CLC president Ken Georgetti published a letter in the Ottawa Citizen on July 18, 2012 in response to an opinion piece carried in the paper. In that article, Jonathan McLeod repeated the claim that is common in some business and political quarters that the imposition of so-called right-to-work legislation creates higher rates of growth in American states that use it. Georgetti challenged McLeod’s research.
In his opinion piece, Jonathan McLeod says bringing Southern U.S. state labour laws to Ontario will bring prosperity to the province. He claims that U.S. states which have eliminated or reduced the ability of workers to join unions have better rates of economic growth than others. He cites a study by Thomas Holmes to support his claim, but fails to mention that Holmes himself makes no such claim. Holmes has said right-to-work states historically pursue a number of other “smokestack-chasing policies such as low taxes, aggressive subsidies and even, in some cases, lax environmental regulations.

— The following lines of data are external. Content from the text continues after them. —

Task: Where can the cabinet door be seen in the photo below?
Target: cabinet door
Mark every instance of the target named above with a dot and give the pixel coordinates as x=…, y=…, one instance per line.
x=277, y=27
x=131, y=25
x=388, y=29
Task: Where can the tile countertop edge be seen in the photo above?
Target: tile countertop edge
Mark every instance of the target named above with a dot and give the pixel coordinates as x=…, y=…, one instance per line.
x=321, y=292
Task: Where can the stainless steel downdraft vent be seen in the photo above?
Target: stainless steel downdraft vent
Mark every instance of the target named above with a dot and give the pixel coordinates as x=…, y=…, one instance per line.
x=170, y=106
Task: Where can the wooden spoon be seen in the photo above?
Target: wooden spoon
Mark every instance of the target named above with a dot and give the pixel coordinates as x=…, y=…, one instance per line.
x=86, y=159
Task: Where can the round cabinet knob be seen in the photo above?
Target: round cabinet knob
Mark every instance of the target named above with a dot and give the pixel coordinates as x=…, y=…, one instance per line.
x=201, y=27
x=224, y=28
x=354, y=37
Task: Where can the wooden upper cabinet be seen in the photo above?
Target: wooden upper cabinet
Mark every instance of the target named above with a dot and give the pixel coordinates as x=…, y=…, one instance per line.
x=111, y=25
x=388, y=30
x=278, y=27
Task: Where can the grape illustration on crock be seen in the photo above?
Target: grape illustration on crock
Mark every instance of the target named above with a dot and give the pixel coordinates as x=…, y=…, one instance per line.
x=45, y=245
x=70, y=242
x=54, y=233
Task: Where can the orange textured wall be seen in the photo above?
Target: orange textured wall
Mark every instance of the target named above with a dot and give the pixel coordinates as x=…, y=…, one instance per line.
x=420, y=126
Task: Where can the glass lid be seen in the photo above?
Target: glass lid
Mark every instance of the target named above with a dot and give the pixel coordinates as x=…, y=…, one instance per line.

Thus my results do not say that it is right-to-work laws that matter, but rather that the ‘pro-business package’ offered by right-to-work states seems to matter.” Those “pro-business” packages have resulted in the average full-time worker in a right-to-work state earning $1,500 less a year than a similar worker in a non right-to-work state. Is that the kind of economy Ontario’s Conservatives aspire to for this province?
With small businesses already complaining that low demand for their products and services is their biggest concern, making working Ontarians poorer is the wrong path to recovery.